Several studies have reported that individuals with autism have trouble detecting biological motion — the movement of a walking animal as opposed to that of an object. Typical controls, by contrast, are generally better at detecting biological motion than object motion because they are tuned in to socially relevant information.
However, other studies have shown that individuals with autism detect biological motion with the same accuracy as controls do2.
These studies are often based on children, whereas the new study looks at adults, who may have developed coping strategies over time.
In the study, adults with autism looked at videos of walking humans, cats and pigeons, represented by points of light attached to their joints and limbs. The researchers also obscured the images with additional lights that move in the same direction.
Individuals with autism detect the presence of an obscured figure with the same accuracy as controls do. Both groups are less accurate when looking at cats than at humans, and even less accurate at identifying pigeons. They are also both less likely to detect the figure when looking at upside-down images compared with upright ones.
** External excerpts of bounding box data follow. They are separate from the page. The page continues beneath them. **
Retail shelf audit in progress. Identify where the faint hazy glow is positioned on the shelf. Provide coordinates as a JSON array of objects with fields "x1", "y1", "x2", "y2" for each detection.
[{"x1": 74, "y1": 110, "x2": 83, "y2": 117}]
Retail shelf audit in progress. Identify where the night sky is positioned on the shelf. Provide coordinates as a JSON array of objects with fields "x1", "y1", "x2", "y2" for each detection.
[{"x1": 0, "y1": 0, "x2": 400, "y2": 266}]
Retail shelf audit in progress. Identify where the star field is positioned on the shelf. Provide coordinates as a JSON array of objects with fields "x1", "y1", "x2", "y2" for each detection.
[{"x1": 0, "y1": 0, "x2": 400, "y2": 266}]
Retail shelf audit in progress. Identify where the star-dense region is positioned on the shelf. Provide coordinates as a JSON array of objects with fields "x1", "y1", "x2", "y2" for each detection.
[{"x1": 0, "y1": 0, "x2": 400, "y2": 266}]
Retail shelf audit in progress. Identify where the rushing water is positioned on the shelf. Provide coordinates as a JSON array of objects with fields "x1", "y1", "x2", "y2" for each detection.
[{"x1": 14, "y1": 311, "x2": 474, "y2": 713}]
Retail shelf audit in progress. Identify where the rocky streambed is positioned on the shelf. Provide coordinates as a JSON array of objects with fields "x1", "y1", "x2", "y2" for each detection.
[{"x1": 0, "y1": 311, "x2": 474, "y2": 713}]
Adults with autism and controls are equally good at detecting the direction the figure faces.
Within the group with autism, however, individuals with higher IQ scores are better at detecting the figure’s direction. IQ scores have no influence on accuracy in the control group.
Interestingly, individuals with autism who have higher IQs have less trouble with upside-down images than those with lower IQ scores. This suggests that these individuals have developed compensatory strategies for identifying motion that are distinct from those in controls.
A study last year showed that unaffected siblings of individuals with autism use different brain regions when detecting biological motion than do either people who have autism or controls.